Whidbey gets ready for swine flu season

Nurse manager Debbie Lacy administers a vaccination in the leg to 2-year-old Joseph Burks. - Jenny Manning/Whidbey News-Times
Nurse manager Debbie Lacy administers a vaccination in the leg to 2-year-old Joseph Burks.
— image credit: Jenny Manning/Whidbey News-Times

Soak up the sun while it’s still warm; summer vacation’s coming to a close and flu season is just a few calendar pages away.

This year’s flu season may be a doozy. In addition to the seasonal bug, health officials predict a return outbreak of the H1N1 virus, also called swine flu.

“It’s likely that more people will come down with the flu this season than in the past,” said Lance Gibbon, Oak Harbor School District assistant superintendent.

Incoming students must have updated immunization records before the start of school, Gibbon said, adding that parents can expect to see additional information about flu prevention in their children’s school registration packets.

“We’re doing whatever we can to get that out,” he said. “We’ll be more vigilant about staff and students. If they have symptoms, we’ll send them home.”

Aside from diligent hand washing, proper rest and good nutrition, flu shots provide additional protection from the seasonal flu; however, it will not protect against H1N1 swine flu, according to Island County Health officials.
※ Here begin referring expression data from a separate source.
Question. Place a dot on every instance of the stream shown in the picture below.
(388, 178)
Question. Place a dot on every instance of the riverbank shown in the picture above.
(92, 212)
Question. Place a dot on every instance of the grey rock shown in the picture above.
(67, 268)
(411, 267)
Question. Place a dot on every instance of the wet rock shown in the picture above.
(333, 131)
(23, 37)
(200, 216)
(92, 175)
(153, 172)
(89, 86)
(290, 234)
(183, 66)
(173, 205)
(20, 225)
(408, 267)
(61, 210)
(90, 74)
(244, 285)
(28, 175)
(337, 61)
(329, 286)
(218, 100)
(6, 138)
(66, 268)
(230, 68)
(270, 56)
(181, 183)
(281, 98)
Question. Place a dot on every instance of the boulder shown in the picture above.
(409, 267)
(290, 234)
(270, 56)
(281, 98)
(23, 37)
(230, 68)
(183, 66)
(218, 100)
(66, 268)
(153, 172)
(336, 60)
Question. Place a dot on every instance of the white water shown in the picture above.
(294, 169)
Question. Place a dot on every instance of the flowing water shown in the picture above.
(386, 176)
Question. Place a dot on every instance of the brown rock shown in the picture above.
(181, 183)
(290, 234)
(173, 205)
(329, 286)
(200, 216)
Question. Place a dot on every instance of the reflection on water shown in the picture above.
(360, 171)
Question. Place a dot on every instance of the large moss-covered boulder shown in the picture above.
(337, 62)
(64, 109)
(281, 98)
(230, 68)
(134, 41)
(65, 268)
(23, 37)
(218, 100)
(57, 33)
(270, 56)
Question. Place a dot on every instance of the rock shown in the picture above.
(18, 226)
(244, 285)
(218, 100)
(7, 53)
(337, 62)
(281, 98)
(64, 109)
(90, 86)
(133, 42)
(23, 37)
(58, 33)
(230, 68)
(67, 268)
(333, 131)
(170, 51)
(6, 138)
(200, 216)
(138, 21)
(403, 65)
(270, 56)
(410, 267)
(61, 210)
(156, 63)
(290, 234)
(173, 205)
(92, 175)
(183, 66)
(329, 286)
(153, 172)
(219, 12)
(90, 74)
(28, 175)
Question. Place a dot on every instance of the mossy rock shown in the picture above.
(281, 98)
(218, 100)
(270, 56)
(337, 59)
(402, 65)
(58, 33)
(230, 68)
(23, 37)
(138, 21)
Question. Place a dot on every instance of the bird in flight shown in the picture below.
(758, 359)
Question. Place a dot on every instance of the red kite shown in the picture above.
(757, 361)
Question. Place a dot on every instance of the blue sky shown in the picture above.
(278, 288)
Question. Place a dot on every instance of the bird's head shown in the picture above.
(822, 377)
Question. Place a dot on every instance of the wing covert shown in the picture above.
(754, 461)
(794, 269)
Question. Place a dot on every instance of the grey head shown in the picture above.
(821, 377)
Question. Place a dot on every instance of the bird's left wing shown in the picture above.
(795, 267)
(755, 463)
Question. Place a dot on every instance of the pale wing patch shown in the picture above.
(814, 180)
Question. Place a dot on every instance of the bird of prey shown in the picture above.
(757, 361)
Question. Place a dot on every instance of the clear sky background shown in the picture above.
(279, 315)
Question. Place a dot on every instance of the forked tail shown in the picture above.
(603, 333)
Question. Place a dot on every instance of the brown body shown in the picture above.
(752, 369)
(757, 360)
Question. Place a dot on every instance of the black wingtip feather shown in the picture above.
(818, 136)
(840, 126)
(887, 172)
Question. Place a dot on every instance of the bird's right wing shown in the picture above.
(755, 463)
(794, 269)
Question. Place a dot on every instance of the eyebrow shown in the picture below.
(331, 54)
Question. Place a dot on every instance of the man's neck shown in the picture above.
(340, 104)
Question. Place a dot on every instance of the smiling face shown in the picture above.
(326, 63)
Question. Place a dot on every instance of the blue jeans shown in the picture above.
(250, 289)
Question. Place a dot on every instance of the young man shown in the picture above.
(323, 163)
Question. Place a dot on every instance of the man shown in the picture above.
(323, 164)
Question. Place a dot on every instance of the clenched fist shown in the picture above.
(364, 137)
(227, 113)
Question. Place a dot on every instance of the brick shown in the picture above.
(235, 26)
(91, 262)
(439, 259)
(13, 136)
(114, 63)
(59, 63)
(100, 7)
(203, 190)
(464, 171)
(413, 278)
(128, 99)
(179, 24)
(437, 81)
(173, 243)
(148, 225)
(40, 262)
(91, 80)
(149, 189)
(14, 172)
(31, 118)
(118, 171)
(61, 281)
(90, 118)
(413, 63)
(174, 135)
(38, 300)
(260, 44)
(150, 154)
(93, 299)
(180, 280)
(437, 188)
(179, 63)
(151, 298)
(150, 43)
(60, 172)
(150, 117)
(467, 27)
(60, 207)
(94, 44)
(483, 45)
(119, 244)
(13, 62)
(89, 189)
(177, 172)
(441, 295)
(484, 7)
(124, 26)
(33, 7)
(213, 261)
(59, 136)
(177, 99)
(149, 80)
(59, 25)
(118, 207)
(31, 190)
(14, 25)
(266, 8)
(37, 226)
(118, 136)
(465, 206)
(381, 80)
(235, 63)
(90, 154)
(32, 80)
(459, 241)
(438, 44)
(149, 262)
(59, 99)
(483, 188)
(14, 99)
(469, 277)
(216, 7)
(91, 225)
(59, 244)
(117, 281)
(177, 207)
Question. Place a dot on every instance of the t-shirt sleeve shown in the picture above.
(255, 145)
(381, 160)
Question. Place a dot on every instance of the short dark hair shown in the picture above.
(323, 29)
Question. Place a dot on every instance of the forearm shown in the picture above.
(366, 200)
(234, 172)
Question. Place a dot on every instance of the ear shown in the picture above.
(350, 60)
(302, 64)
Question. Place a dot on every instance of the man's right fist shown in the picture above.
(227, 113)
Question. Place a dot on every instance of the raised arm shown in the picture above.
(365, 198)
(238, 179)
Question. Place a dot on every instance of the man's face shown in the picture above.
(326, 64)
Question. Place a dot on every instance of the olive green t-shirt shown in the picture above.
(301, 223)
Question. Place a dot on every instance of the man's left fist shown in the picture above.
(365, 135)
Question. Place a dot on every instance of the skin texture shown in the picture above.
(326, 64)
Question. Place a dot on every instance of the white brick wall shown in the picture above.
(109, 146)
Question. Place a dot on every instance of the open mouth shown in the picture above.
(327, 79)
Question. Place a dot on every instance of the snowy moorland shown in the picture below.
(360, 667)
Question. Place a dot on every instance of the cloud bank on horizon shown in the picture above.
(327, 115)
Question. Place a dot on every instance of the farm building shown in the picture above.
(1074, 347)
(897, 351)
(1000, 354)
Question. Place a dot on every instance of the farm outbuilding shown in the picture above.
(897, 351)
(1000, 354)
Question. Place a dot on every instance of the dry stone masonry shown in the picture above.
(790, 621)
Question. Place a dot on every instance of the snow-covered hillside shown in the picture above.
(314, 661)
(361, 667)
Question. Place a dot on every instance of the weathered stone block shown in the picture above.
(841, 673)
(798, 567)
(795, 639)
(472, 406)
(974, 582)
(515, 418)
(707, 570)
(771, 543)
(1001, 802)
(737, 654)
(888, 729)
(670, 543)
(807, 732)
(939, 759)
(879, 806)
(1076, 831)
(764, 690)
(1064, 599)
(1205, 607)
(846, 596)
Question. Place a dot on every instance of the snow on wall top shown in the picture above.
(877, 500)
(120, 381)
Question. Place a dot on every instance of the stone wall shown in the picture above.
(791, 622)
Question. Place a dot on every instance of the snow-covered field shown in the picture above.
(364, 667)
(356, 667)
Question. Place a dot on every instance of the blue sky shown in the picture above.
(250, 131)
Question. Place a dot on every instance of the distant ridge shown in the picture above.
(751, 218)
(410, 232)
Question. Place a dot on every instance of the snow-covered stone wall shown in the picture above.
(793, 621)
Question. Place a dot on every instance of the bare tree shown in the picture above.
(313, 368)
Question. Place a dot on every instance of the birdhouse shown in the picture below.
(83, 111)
“Please help protect yourself and our community by getting your flu shots,” said Island County Health Officer Dr. Roger Case in an email alert.

That’s right, those hoping to dodge both the seasonal flu and H1N1 will need two vaccinations this year. Maybe even three: Two doses of the H1N1 vaccine may be required to ward off the virus, according to the CDC. More information will be available as the trials come to a close.

The Island County Health Department will receive the seasonal flu vaccine in late September as it traditionally does, according to health officials. Clinics will offer public inoculations from early October through November.

H1N1 vaccines will arrive at a later date and will only be available to those who fall under specific priority guidelines because the vaccine is expected to be available in limited supplies.

The priority list does not include those 65 years and older.

“It appears folks born before 1945 appear to have some immunity to this influenza, and are not at nearly so great a risk as are younger individuals,” Case said. He anticipates the swine flu vaccine will arrive here in mid to late October.

The CDC does not expect a serious shortage of the H1N1 vaccine, he said, adding that there should be enough to cover Island County’s needs.

Five U.S. manufacturers are producing the H1N1 vaccine, according to the CDC Web site. The CDC will dole out the new vaccine based on area population.

Since the H1N1’s American debut, a total of 7,511 hospitalizations and 477 deaths in the U.S. associated with the virus have been reported to CDC. The Obama Administration this week predicted that half the population could come down with swine flu this winter, and that 90,000 could die.